Search code examples
gpumetal

Right edge of Metal Texture has anomalies


When I run this code on an integrated Intel GPU on a Macbook Pro, I have no problems. But when I run it on an iMac with an AMD GPU, this simple "Hello World" gives me artifacts along the right edge:

enter image description here

The shader is very simple:

kernel void helloworld(texture2d<float, access::write> outTexture [[texture(0)]],
                     uint2 gid [[thread_position_in_grid]])
{
    outTexture.write(float4((float)gid.x/640,
                            (float)gid.y/360,0,1),
                     gid);
}

I've tried viewing the texture's contents in two different ways, and both are producing the problems:

Converting the texture to a CIImage and viewing it in an NSImageView, or calling getBytes and copying the pixel data directly and manually building a PNG out of it (skipping CIImage entirely). Either way produces this weird artifact, so it is indeed in the texture itself.

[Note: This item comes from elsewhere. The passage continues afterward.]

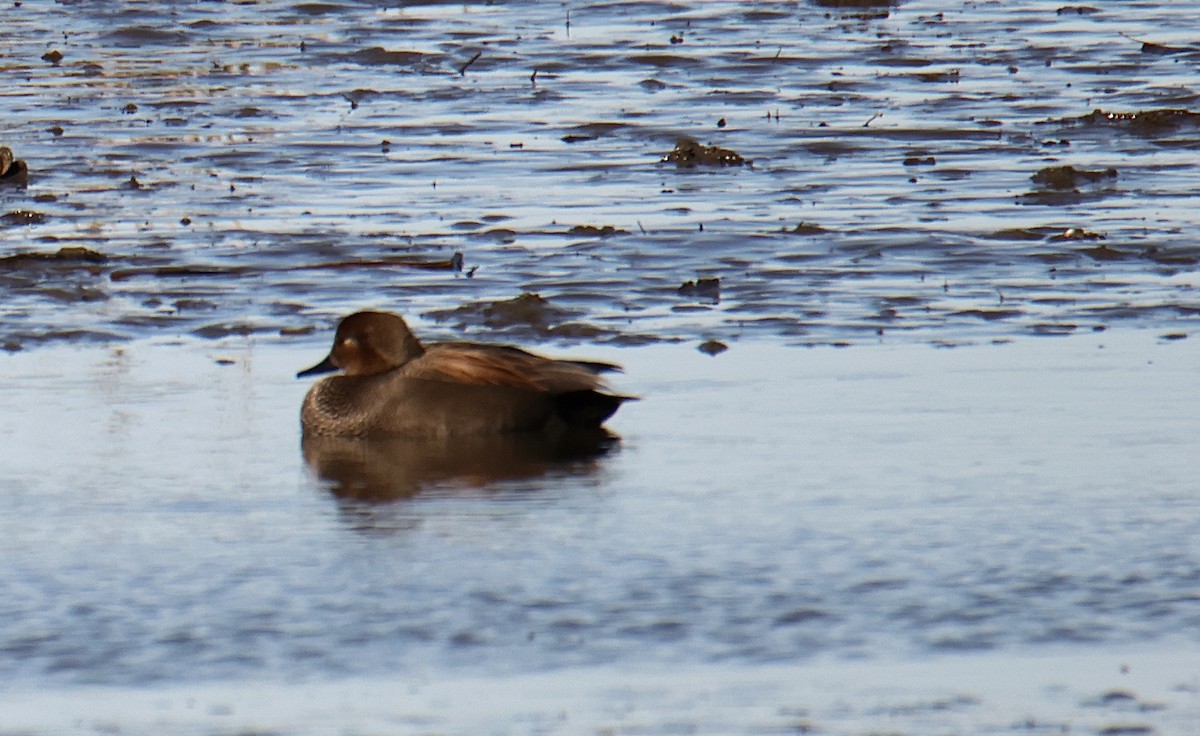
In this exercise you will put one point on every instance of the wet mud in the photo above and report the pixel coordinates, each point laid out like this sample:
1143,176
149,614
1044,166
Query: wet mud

Any ideas what causes this kind of problem?

UPDATE:

Fascinating, the issue appears to be related to threadsPerThreadgroup but I'm not sure why it would be.

The above image was created with 24 threads per group. If I change this to 16, the artifacts move to the bottom edge instead.

What I don't understand about this is the gid position should be fixed regardless of what threadgroup is actually running, shouldn't it? Because that is the individual threads position in the whole image.


Solution

  • With dispatchThreadgroups(), the compute kernel can be invoked for grid positions outside of your width*height grid. You have to explicitly do nothing with something like:

    if (gid.x >= 640 || gid.y >= 360)
        return;
    

    Otherwise, you will attempt to write outside of the bounds of the texture (with colors some of whose components are larger than 1). That has undefined results.

    With dispatchThreads(), Metal takes care of this for you and won't invoke outside of your specified grid size.

    The difference in behavior between 24 and 16 threads per group is whether that divides evenly into 640 and 360. Whichever doesn't divide evenly is the dimension which gets over-invoked.